Legal scholars often characterize property as a bundle of sticks, each representing a particular entitlement or right. These include the right to possess something to the exclusion of others, to sell or transfer, and to destroy. Cellphone customers cannot possess, sell, transfer, or destroy the cell-site location data tied to their service accounts; these data belong to the service providers. If we don’t own the records kept by cellphone companies, such records cannot be counted among our effects—an apparent prerequisite, according to the Fourth Amendment.

Rather than attend to the constitutional language, however, the Court stuck with a precedent—established in Katz v. United States—that the Fourth Amendment applies whenever we have “a reasonable expectation of privacy” that “society is prepared to recognize as reasonable.” Among the problems with this malleable rule is that it requires a handful of judges in Washington to determine what society is prepared to recognize.
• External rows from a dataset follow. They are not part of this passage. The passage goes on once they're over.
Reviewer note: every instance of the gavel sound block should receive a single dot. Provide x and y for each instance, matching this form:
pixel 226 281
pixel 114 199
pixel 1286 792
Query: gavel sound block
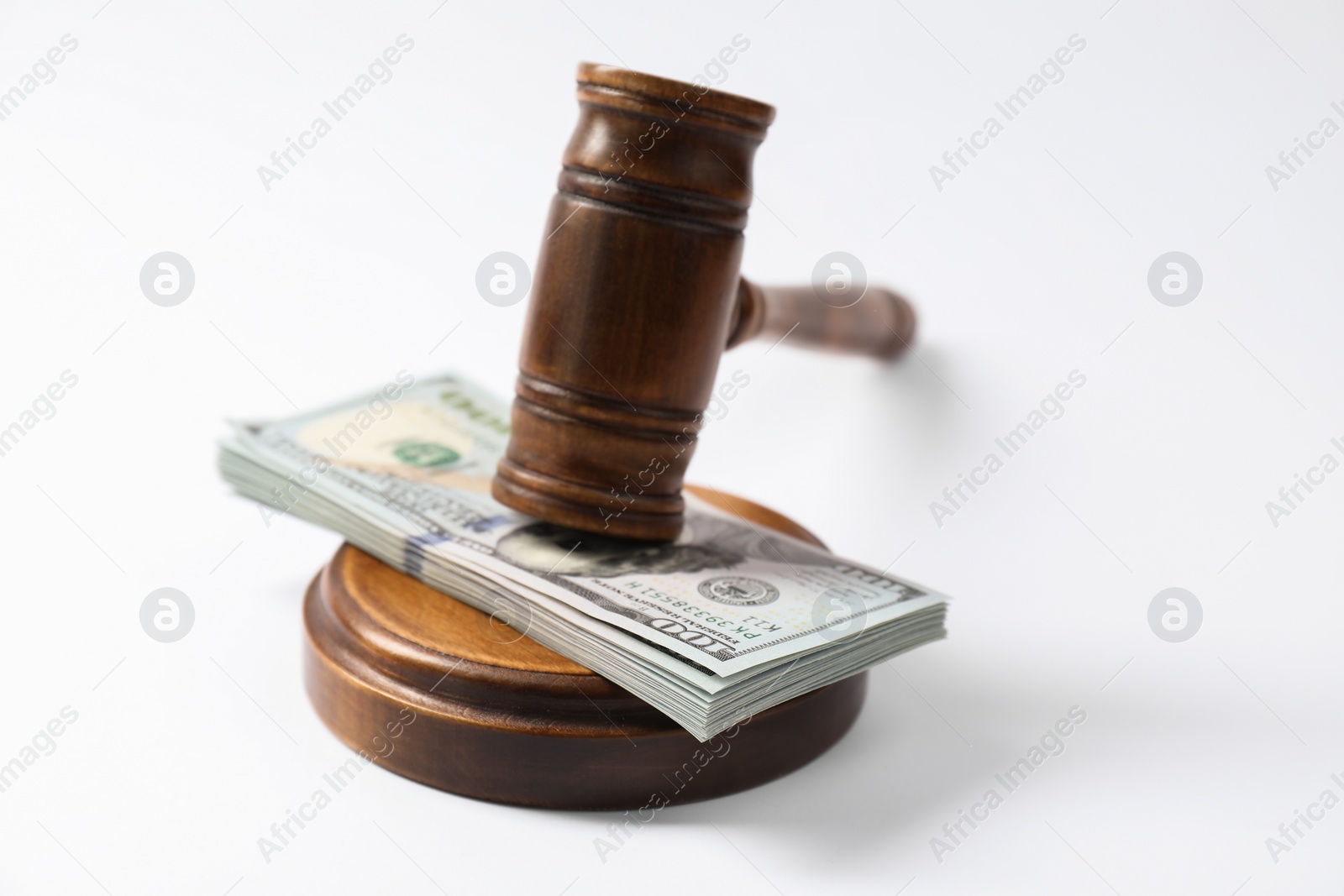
pixel 440 692
pixel 636 297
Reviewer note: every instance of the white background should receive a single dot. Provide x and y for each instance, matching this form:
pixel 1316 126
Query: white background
pixel 1028 265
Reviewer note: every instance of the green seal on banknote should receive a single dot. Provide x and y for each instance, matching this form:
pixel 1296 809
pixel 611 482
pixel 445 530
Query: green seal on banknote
pixel 425 454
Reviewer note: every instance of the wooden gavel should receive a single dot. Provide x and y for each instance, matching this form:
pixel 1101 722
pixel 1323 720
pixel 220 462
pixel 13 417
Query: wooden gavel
pixel 636 297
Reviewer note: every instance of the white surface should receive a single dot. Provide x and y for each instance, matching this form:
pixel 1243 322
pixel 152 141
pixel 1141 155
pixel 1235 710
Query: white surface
pixel 1156 476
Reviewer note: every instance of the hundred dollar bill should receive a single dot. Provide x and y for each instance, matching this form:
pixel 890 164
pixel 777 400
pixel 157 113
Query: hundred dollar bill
pixel 405 474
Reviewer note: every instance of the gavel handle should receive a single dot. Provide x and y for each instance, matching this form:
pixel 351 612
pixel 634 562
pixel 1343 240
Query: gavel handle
pixel 880 324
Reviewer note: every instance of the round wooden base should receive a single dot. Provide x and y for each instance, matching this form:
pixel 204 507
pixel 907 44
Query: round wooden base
pixel 443 694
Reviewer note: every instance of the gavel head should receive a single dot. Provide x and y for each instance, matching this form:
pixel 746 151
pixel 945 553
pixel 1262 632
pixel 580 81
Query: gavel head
pixel 633 302
pixel 636 297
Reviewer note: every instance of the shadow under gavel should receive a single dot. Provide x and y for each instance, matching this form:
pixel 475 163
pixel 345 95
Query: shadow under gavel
pixel 638 295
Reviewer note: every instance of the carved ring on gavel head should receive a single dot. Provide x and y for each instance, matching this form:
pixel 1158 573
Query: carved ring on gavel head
pixel 636 297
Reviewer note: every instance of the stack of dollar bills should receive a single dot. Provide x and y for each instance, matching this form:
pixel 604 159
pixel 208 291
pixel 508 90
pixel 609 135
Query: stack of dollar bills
pixel 726 621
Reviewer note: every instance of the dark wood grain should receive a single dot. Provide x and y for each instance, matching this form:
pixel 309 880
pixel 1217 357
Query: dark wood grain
pixel 440 692
pixel 638 295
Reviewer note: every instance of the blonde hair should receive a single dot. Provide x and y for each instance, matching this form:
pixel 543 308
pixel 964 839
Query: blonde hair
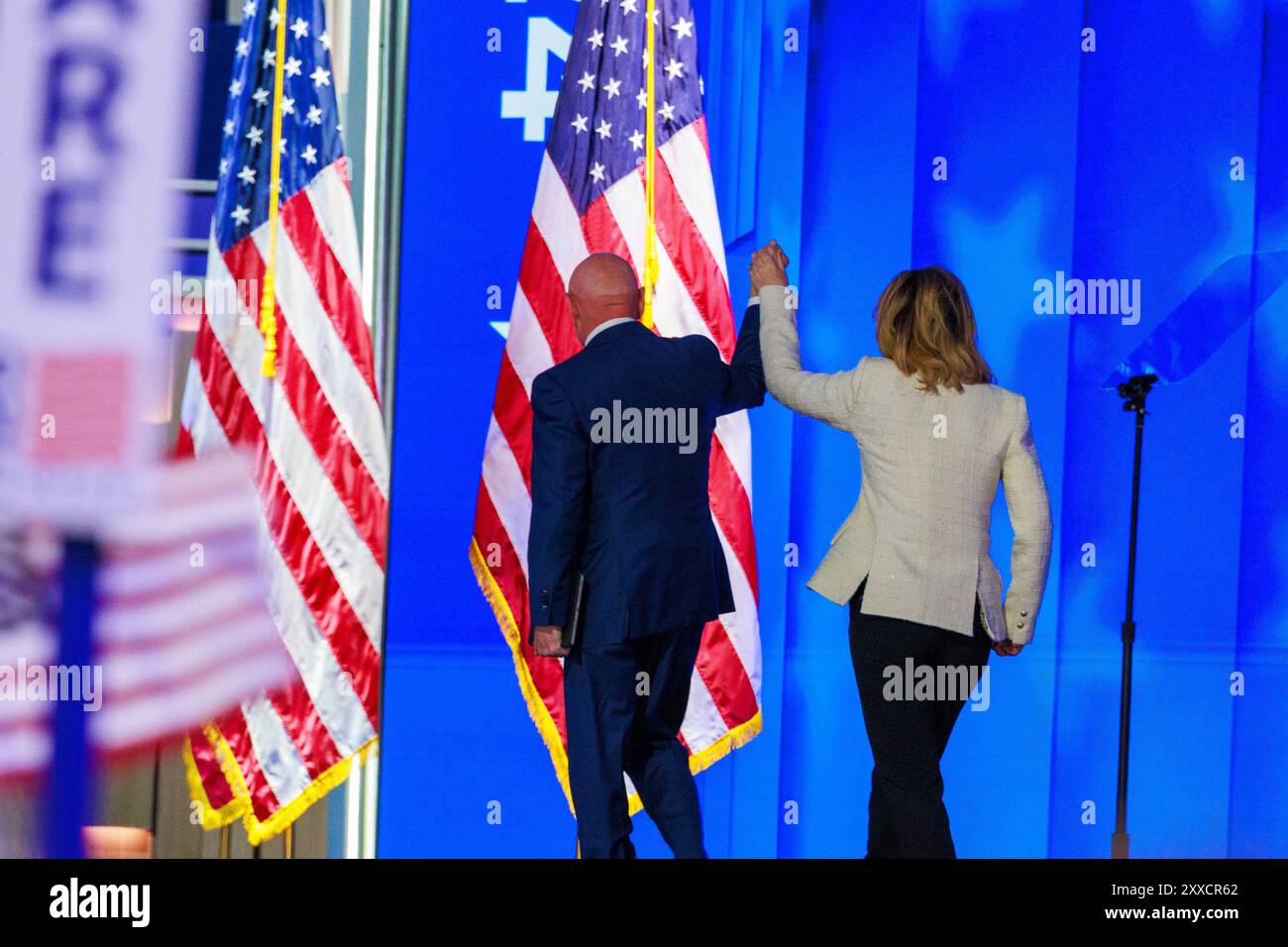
pixel 926 326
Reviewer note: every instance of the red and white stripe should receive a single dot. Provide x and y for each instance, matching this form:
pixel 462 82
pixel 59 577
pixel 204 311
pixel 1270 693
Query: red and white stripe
pixel 181 631
pixel 692 298
pixel 321 471
pixel 180 628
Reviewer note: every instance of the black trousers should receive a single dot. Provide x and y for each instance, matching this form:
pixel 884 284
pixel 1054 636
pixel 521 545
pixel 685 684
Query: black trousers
pixel 625 703
pixel 906 810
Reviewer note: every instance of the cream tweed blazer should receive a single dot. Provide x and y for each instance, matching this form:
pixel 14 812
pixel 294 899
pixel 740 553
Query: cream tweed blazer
pixel 930 466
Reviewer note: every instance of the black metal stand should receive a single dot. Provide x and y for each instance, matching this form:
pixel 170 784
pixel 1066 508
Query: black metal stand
pixel 1133 392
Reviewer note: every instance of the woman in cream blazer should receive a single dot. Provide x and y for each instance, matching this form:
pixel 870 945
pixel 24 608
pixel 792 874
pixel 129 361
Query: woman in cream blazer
pixel 912 560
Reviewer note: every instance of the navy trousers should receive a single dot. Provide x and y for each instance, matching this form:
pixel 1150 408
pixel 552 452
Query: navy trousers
pixel 906 810
pixel 625 703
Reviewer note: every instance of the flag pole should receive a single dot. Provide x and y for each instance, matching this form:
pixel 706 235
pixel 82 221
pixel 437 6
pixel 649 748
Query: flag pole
pixel 651 265
pixel 268 300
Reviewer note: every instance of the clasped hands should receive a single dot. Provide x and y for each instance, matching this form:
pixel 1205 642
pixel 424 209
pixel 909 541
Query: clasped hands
pixel 768 266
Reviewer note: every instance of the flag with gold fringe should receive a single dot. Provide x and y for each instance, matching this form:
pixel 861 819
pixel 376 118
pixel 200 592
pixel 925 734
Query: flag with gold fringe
pixel 626 170
pixel 283 365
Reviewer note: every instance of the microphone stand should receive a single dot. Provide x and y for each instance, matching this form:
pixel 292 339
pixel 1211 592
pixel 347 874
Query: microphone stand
pixel 1133 392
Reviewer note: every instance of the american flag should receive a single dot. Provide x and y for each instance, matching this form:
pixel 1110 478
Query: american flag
pixel 181 631
pixel 590 198
pixel 316 431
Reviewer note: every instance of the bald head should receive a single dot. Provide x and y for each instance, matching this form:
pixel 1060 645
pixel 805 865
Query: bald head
pixel 601 287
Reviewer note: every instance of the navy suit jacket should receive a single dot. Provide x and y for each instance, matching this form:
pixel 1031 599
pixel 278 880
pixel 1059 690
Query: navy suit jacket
pixel 632 517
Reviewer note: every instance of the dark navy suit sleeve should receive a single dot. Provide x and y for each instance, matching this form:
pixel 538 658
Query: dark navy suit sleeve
pixel 742 381
pixel 561 472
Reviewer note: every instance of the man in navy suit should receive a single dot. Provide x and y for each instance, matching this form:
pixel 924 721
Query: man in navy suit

Yet the only branch of government equipped to represent and understand the preferences of society is the one tasked with making the law—the legislature, not the judiciary.

Requiring state and federal government agents to get a warrant before obtaining and using cell-site location records for use as evidence in a criminal case is sound policy—but public-policy concerns are not the proper domain of judges. When the Court takes such concerns into consideration, it makes for bad law. The Roberts Court has expressed on multiple occasions an unwillingness to bring about radical jurisprudential shifts. Legal stability and predictability are important, but getting constitutional questions right is even more essential. Moreover, the benefits of predictability derived from longstanding legal frameworks are diminished if those frameworks cannot function as broadly applicable principles.

Given the reluctance of the Roberts Court to revamp these longstanding frameworks, the possibility of squaring Fourth Amendment jurisprudence with the Constitution’s text will grow more remote as precedents like Carpenter get applied over time. When a case is decided, the rules that it sets out bind courts in future cases, according to the principle of stare decisis, or “standing by what’s been decided.” The application of binding precedents to new cases leads to the entrenchment of rules over time. And as the public comes to rely on the presumed validity of certain holdings, the stakes of overruling a longstanding precedent go up.

There is, however, one way to avoid the entrenchment of Carpenter in our jurisprudence—and to minimize the consequences of the Court reversing itself in the future. Congress and the state legislatures can pass laws to require law-enforcement officers to obtain warrants before they can gain access to the cell-site location information held by phone companies. Doing so will have the added bonus of reminding the Court of something that it seems to have forgotten: that the people are capable of dealing with public-policy questions through the political process, just as the Founders intended.